ON PETITION FOR REHEARING
Royse, J.In his petition for rehearing appellee says that deciding this case on the authority of International Shoe Company v. Lacy (1944), 114 Ind. App; 641, 53 N. E. 2d 636, we overlooked the very vital fact that the appellee herein gave valuable consideration for the contract or franchise.
In the International Shoe Company case, supra, this court in its opinion pointed out that one of the contentions of appellee was:
“That appellant promised her exclusive representation in Indianapolis if she would acquire funds for the purpose from the disposition of other property, and open a store for the sale of Conformal shoes and purchase an order of shoes, and that she did so, thus performing her part of the bargain and rendering appellant’s promise obligatory, and avoiding any want of mutuality.”
In answering that we said:
“However, appellee did not confine her proof of damages to the expense incurred in opening the store or to any loss in connection with the original purchase, but introduced evidence of the later loss of other profits, and it seems to us_ that neither party was interested in the mere opening of a store, and that they were not contracting with that in view as the end result to be accomplished, but on the contrary the object under consideration was a marketing agreement for the sale of shoes, and the promise of exclusive representation was.an inseparable element of the broader executory agreement which must fall for the lack of mutuality and of certainty.”

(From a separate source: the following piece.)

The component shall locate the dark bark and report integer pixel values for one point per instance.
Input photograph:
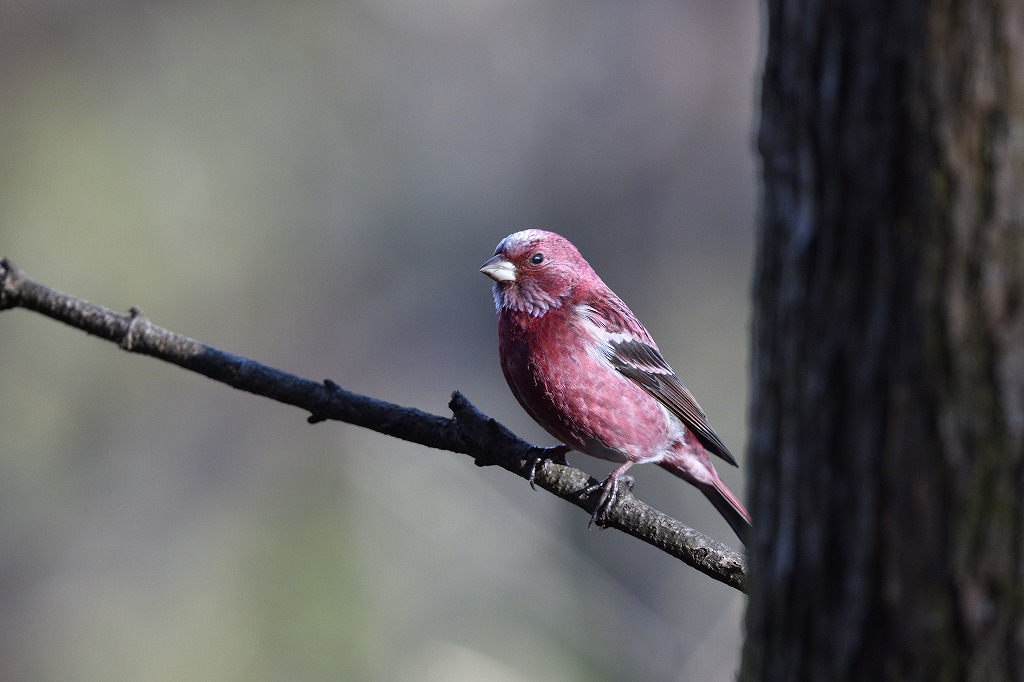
(468, 431)
(888, 402)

*635In the case of Jordan v. Buick Motor Co. (1935), 75 F. 2d 447, the appellants had contributed $40,000 additional capital in order to secure an exclusive agency to sell and service Buick cars.

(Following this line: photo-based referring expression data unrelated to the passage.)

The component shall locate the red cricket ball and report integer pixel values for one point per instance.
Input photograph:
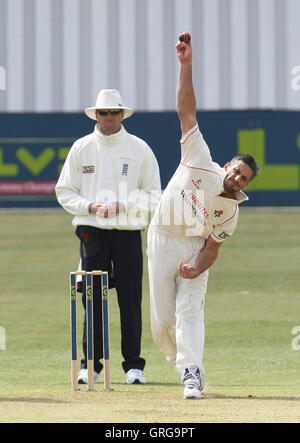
(185, 37)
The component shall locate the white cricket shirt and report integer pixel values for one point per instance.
(191, 204)
(108, 168)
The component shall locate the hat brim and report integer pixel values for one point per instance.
(90, 112)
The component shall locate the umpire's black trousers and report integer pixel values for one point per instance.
(99, 249)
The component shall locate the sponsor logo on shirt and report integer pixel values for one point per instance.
(197, 183)
(223, 235)
(88, 169)
(125, 169)
(218, 213)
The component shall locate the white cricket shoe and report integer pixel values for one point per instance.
(193, 382)
(135, 376)
(83, 377)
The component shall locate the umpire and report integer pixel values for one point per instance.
(110, 182)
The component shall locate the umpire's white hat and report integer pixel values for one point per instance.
(108, 99)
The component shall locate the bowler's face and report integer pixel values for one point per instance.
(238, 176)
(109, 124)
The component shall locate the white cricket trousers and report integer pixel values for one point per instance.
(177, 304)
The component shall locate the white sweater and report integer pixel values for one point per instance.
(104, 169)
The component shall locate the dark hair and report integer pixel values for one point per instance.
(250, 161)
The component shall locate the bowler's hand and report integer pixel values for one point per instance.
(184, 52)
(187, 271)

In support of his contention appellee cites the cases of The Pennsylvania Company v. Dolan (1892), 6 Ind. App. 109, 32 N. E. 802; Cox v. The Baltimore and Ohio Southwestern Railroad Co. (1913), 180 Ind. 495, 103 N. E. 337, and Toni v. Kingan & Co. (1938), 214 Ind. 611, 15 N. E. 2d 80. Those cases dealt with contracts for life-time jobs in exchange for the execution of a release for a personal injury claim. The agreement involved herein is in the nature of a sales agency agreement. For an interesting discussion of the differences in the two types of contract, see; E. I. DuPont De Nemours & Co. v. Claiborne-Reno Co. (1933), 64 F. 2d 224; F. S. Royster Guano Co. v. Hall (1934), 68 F. 2d 533.
We adhere to our original holding in this case.
Petition for rehearing denied.
Note. — Eeported in 97 N. E. 2d 871.